As situações comprovadas de fraude podem acarretar sanções como pagamento do valor do curso, em caso de pessoas que já concluíram a graduação, indenização por dano moral e cancelamento da matrícula para ingressantes. 

A estimativa é de que cerca de 4 mil casos de ingresso na UFU por sistema de cotas, alguns deles com indícios de fraude, sejam reavaliados. O procurador destacou também que o maior número de fraudes é registrado em cursos mais concorridos como o de Medicina, por exemplo.

LEGALIDADE
A reportagem também conversou com o doutor em Direito Constitucional e professor da UFU, Alexandre Walmott Borges, a respeito da legalidade das denúncias citadas na matéria.  O especialista esclareceu que é preciso avaliar caso a caso. 

As denúncias de interesse social, como a situação das cotas raciais, em que as imagens utilizadas são públicas, podem ser consideradas legítimas levando em consideração a Lei de Acesso à Informação, que obriga as instituições públicas de ensino a divulgarem dados sobre seus processos seletivos e critérios utilizados no ingresso às universidades.

No entanto, o professor esclarece que é preciso considerar o conteúdo da denúncia. “Se os dados são públicos não é possível invocar a inviolabilidade da vida privada.

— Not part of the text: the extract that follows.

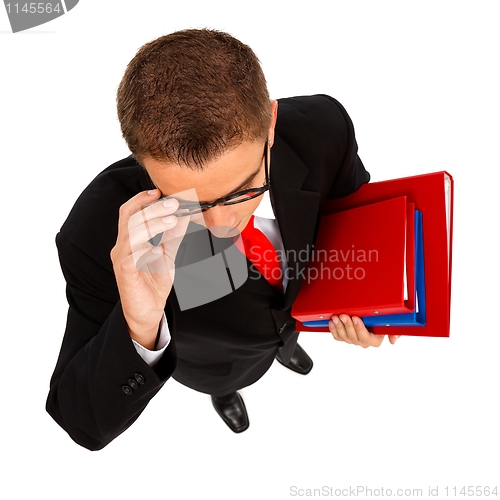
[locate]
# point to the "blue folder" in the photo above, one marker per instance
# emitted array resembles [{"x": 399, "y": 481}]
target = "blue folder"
[{"x": 415, "y": 318}]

Mas, a depender da linguagem utilizada, vinculada a sua imagem, o indivíduo que se sentir prejudicado pode mover uma ação de danos morais caso haja ofensa contra a honra como calúnia, injúria e difamação”, destacou.

A respeito das denúncias de infidelidade publicadas pelo perfil citado na reportagem, Alexandre disse que esse tipo de publicação pode gerar consequências. 

 
“As relações matrimoniais não têm necessidade ou obrigação de serem veiculadas publicamente, interessam apenas ao casal. Então qualquer terceiro que venha expor vida conjugal ou relacionamento extraconjugal terá que arcar com as consequências financeiras de uma reparação por dano moral. Não há nenhuma razão de ordem pública para este caso e caberia reparação das duas partes, tanto em favor do acusado de infidelidade como a pessoa acusada de ser amante”, esclareceu o professor. 

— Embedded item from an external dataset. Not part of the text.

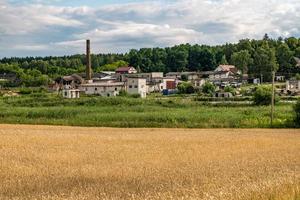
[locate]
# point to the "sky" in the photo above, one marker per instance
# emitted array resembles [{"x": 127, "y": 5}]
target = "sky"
[{"x": 60, "y": 27}]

O especialista lembrou também o artigo 5º da Constituição Federal, que traz a proteção à pessoa, à imagem e à honra e também garante a reparação em caso de ofensa. 

MORALIDADE
Para o professor e antropólogo, Sebastião Vianney, as pessoas têm buscado cada vez mais manifestar o que sentem. Nesse contexto, as redes sociais surgem como o porta-voz para protestos de insatisfações, principalmente nos casos em que o indivíduo se sente impotente ou injustiçado. 

O antropólogo, no entanto, alerta que é importante ter discernimento crítico a respeito do conteúdo, tanto o que se publica quanto ao que se recebe através das mídias sociais. 

 
“Quando se trata de interesse coletivo, o cidadão tem o dever de denunciar alguma irregularidade. Por outro lado, há perfis usando redes sociais para fazer fofoca, expondo a vida privada. Nesse caso, passa a ser uma questão de interesse particular, então é importante que as pessoas saibam o que é de interesse público e o que é vida privada, não se pode misturar as coisas”, afirmou o antropólogo. 

Vianney também destacou que as denúncias que são de interesse público não devem ficar restritas ao ambiente virtual e que o cidadão precisa estar mais atento para a responsabilidade na divulgação de denúncias falsas ou fake news.